Why does the British government not do its duty? Because it is the government of a modern Western nation, sunk like the rest of us in trembling, whimpering guilt over class and race.
Through British veins runs the poisonous fake idealism of “human rights” and “sensitivity,” of happy-clappy multicultural groveling and sick, weak, deracinated moral universalism — the rotten fruit of a debased, sentimentalized Christianity.
When not begging for forgiveness and chastisement from those who rightfully despise him, the modern Brit is lost in contemplation of his shiny new car or tweeting new gadget; or else he has given over all his attention to some vapid TV production or soccer team.
I treasure my faint, fading recollections of Britain when she was still, for a few years longer, a nation.
Today Britain is merely a place, a bazaar. Let it burn!
Left-winger Brendan O’Neill, amusingly, is equally indignant, and sounds exactly like a conservative.
[I]t’s more than childish destructiveness motivating the rioters. At a more fundamental level, these are youngsters who are uniquely alienated from the communities they grew up in. Nurtured in large part by the welfare state, financially, physically and educationally, socialised more by the agents of welfarism than by their own neighbours or community representatives, these youth have little moral or emotional attachment to the areas they grew up in. Their rioting reveals, not that Britain is in a time warp back to 1981 or 1985 when there were politically motivated, anti-racist riots against the police, but rather that the tentacle-like spread of the welfare state into every area of people’s lives has utterly zapped old social bonds, the relationship of sharing and solidarity that once existed in working-class communities. In communities that are made dependent upon the state, people are less inclined to depend on each other or on their own social wherewithal. We have a saying in Britain for people who undermine their own living quarters – we call it ‘s****ing on your own doorstep’. And this rioting suggests that the welfare state has given rise to a generation perfectly happy to do that. ...

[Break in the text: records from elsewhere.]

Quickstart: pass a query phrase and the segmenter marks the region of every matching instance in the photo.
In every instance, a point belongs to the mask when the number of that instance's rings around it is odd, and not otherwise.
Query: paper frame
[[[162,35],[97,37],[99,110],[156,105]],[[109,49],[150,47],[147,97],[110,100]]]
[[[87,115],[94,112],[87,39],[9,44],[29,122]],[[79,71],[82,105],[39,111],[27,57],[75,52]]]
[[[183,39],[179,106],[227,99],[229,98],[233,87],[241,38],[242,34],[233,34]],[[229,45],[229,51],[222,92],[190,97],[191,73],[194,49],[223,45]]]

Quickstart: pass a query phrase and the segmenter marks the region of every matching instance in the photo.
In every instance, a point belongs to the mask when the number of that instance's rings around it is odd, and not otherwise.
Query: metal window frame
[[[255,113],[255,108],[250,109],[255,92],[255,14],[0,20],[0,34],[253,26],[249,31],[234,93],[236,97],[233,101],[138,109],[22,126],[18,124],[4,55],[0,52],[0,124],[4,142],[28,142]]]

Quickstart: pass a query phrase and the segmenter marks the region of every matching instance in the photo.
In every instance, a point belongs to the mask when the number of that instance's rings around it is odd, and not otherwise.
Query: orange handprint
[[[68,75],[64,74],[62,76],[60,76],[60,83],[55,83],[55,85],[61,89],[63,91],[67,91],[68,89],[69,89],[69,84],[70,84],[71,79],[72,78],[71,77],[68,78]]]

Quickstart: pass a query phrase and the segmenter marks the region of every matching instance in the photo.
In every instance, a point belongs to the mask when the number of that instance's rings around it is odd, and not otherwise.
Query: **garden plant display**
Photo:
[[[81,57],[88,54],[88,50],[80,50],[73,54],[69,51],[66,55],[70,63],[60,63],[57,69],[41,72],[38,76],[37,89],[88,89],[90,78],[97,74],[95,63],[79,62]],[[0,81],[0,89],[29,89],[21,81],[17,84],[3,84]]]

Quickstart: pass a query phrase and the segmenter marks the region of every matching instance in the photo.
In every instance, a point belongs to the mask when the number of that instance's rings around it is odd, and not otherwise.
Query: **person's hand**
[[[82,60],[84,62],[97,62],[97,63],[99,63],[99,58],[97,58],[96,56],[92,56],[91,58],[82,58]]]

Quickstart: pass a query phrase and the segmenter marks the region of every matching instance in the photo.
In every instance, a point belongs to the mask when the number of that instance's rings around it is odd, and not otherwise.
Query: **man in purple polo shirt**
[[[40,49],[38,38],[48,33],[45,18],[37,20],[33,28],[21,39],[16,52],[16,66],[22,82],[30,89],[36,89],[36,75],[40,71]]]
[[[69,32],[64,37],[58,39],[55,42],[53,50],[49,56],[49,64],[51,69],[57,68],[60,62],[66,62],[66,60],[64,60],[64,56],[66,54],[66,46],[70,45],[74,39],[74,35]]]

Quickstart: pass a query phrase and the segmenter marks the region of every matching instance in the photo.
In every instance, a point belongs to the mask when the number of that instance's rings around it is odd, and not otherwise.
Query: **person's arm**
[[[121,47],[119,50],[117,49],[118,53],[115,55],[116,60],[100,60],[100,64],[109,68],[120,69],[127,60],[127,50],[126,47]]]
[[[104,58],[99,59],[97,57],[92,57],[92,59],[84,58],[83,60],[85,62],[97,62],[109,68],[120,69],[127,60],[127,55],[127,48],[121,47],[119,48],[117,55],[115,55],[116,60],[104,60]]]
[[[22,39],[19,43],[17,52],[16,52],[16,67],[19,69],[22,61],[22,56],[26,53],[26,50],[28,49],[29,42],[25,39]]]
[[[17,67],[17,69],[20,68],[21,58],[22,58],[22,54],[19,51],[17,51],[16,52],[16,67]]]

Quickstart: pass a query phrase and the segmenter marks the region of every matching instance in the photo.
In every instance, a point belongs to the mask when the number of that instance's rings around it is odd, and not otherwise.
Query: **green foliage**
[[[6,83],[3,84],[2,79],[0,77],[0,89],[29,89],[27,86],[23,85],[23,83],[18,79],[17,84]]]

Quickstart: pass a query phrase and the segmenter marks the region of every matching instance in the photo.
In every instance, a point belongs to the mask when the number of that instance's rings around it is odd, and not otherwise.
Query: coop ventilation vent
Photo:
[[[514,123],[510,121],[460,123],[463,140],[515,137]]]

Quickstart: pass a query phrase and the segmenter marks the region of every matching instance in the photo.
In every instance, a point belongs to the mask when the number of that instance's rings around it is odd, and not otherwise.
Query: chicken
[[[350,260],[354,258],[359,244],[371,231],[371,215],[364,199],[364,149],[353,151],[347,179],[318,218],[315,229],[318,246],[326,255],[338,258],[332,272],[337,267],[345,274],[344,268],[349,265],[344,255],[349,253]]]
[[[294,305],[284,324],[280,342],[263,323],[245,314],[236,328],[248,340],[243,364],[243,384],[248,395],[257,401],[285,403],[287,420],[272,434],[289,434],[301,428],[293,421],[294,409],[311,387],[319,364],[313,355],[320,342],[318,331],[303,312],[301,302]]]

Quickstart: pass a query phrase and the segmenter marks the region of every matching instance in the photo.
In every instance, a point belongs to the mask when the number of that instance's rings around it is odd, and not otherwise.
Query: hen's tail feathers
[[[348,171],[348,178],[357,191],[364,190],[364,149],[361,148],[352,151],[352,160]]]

There is one more important part to this story: the reaction of the cops. Their inability to handle the riots effectively reveals the extent to which the British police are far better adapted to consensual policing than conflictual policing. It also demonstrates how far they have been paralysed in our era of the politics of victimhood, where virtually no police activity fails to get followed up by a complaint or a legal case. Their kid-glove approach to the rioters of course only fuels the riots, because as one observer put it, when the rioters ‘see that the police cannot control the situation, [that] leads to a sort of adrenalin-fuelled euphoria’. So this street violence was largely ignited by the excesses of the welfare state and was then intensified by the discombobulation of the police state. In this sense, it reveals something very telling, and quite depressing, about modern Britain.